15 juin 2012

Les adieux à la reine ****

Pour Marie-Antoinette (Diane Kruger), sa lectrice (Léa Seydoux, une fois de plus parfaite) et le reste des habitants du château de Versailles, le 14 juillet 1789 est une journée comme les autres. Mais le lendemain, des rumeurs portant sur des événements ayant eu lieu à Paris viennent perturber la petite mécanique parfaitement huilée du quotidien de la cour.

Réalisateur : Benoît Jacquot | Dans les salles du Québec le 15 juin 2012 (Les Films Séville)

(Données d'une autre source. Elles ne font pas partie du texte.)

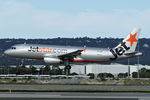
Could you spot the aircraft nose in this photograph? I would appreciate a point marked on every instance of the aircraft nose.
(6, 52)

Si Les adieux à la reine nous donne l’occasion de voir une fois de plus le luxe de Versailles, il présente aussi l’intérêt de nous en dévoiler son envers (les appartements des servantes ou les logements sordides où sont logés les nobles qui ont quitté leurs châteaux pour former la cour du roi). Mais au-delà du décor, le plus intéressant est la période choisie : les trois jours où l’ancien régime s’écroule. Du premier jour, où l’information de la prise de la Bastille n’est pas encore connue de Versailles, aux jours suivants, nous assistons au dérèglement progressif du petit train-train de la cour jusqu’alors parfaitement réglé. Pour nous guider, Benoît Jacquot fait preuve d’une belle maitrise technique, jamais gratuite ni laborieuse. Des plans larges restituant la beauté des lieux aux gros plans charnels, en passant par les plans moyens (associés au format 2,35 :1) qui semblent peser sur les personnages, les étouffer, les emprisonner dans leur monde qui s’écroule, Jacquot fait toujours le bon choix. Il parvient ainsi à faire naitre un univers de fin d’époque, une impression de régime de plus en plus anachronique qui risque de broyer ceux qui s’y accrochent. La peur, la lâcheté, le déni de la réalité ou au contraire la sincérité nouvelle (presque rédemptrice) ou la loyauté poussée jusqu’à l’absurde se mélangent pour restituer à merveille ce sentiment de désordre croissant ou de débâcle annoncée, véritable arrêt de mort de ce monde qui n’existe déjà plus!
Comme nous l’avons vu il y a peu avec Cosmopolis (qui parlait lui aussi d’un monde qui s’effondre), une mise en scène irréprochable et de bonnes intentions ne sont pas toujours suffisantes pour permettre à un film de tenir parfaitement debout. Alors que Les adieux à la reine aurait pu se contenter d’être un bel exercice de mise en scène un peu froid, il prend une dimension supplémentaire grâce au personnage de la lectrice. Elle sert de passerelle entre deux mondes et nous fait passer de la luxuriance aux couloirs sordides, des bijoux aux rats crevés, de la rumeur à la certitude, d’un parler moderne à un parler d’une autre époque. C’est surtout elle, en raison de la relation qu’elle entretient avec la reine, qui met en évidence la complexité d’une Marie-Antoinette bien plus intéressante que celle de Sofia Coppola. Là encore, le travail de Benoît Jacquot ne laisse rien au hasard. Il filme à merveille les corps, les mains, les visages, le dévouement aveugle ou au contraire l’indifférence, avec force et justesse.
Les adieux à la reine, film à la fois historique et très moderne mais jamais anachronique, parvient à traiter avec autant de justesse de l’individu que du collectif, en s’appuyant sur une mise en scène d’une grande intelligence. Voilà une raison suffisante pour aller voir ce film… même si vous n’aimez pas les films d’époque!